Property Club is an Australian property investment club headquartered in Brisbane. Property Club provides members education on property investment through seminars, workshops, conferences and mentoring, as well as assisting members to source investment properties. Property Club provides members with a support network of experienced property investors to help them create a property investment portfolio.

==History==
Founded as the Investors Club in 1994 by Kevin Young and Kathy Young. Founder Kevin Young was a major property investors in Australian, having claimed to have bought and sold over 644 properties.
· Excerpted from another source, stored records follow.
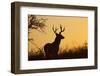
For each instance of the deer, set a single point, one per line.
(51, 49)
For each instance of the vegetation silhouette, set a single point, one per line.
(73, 53)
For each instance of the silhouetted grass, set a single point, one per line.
(79, 52)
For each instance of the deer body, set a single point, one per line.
(51, 49)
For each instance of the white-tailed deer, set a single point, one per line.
(51, 49)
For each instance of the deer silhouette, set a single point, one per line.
(51, 49)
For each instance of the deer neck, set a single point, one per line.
(57, 41)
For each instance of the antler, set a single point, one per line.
(61, 29)
(54, 30)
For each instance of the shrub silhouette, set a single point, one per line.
(73, 53)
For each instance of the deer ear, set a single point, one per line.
(56, 34)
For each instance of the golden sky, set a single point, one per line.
(76, 32)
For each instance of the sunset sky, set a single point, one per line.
(76, 32)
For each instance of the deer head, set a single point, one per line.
(58, 35)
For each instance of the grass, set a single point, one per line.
(79, 52)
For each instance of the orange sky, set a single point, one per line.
(76, 32)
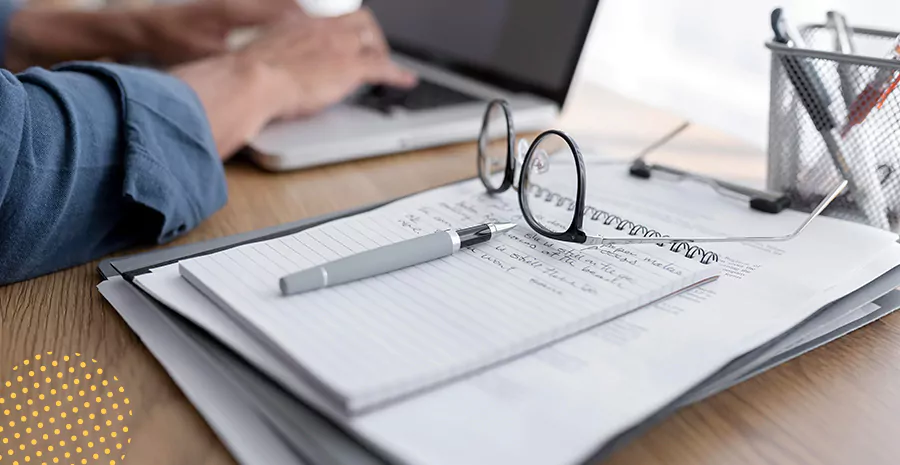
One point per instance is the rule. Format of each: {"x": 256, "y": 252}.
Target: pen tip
{"x": 503, "y": 227}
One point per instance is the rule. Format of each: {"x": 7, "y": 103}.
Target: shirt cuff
{"x": 7, "y": 9}
{"x": 174, "y": 168}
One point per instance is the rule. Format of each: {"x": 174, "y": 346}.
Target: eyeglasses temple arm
{"x": 597, "y": 240}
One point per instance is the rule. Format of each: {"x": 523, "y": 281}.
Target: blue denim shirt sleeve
{"x": 98, "y": 157}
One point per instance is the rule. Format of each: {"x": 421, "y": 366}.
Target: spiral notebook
{"x": 379, "y": 340}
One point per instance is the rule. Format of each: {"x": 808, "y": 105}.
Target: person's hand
{"x": 164, "y": 35}
{"x": 299, "y": 67}
{"x": 174, "y": 34}
{"x": 314, "y": 63}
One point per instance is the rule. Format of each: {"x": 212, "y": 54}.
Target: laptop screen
{"x": 520, "y": 45}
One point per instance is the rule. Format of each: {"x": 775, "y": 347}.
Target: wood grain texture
{"x": 839, "y": 404}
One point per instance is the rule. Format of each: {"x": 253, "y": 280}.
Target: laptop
{"x": 465, "y": 52}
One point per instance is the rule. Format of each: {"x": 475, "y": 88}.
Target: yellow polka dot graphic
{"x": 64, "y": 410}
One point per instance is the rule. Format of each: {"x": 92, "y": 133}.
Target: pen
{"x": 389, "y": 258}
{"x": 843, "y": 43}
{"x": 876, "y": 90}
{"x": 863, "y": 182}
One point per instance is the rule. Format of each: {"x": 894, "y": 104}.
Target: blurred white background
{"x": 705, "y": 59}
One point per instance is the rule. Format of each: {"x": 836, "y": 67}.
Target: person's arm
{"x": 44, "y": 37}
{"x": 97, "y": 157}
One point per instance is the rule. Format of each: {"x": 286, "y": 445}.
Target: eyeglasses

Kevin is the author of the book Property, Prosper, Retire and has featured in an episode of Property Investory.

The name was later changed to the Property Club in 2014. The club currently has over 80,000 members and has assisted members in purchasing over 20,000 investment properties.

==Support==
Property Club assists members with support, advice and at times financial aid when things go wrong, as with members Henry and Maree Schneider when they encountered an unscrupulous builder.

==Divisions==
Property Club has several divisions including:

- Young Investors Club focusing on assisting younger real estate investors.
- Property Millionaires Club for members with more than $1 million in their portfolios.
- Club Cares a registered Australian charity where Property Club members have raised and donated over $2.1M to help people in need, including a $1M donation to the Australian Red Cross to open the Young Centre in Brisbane.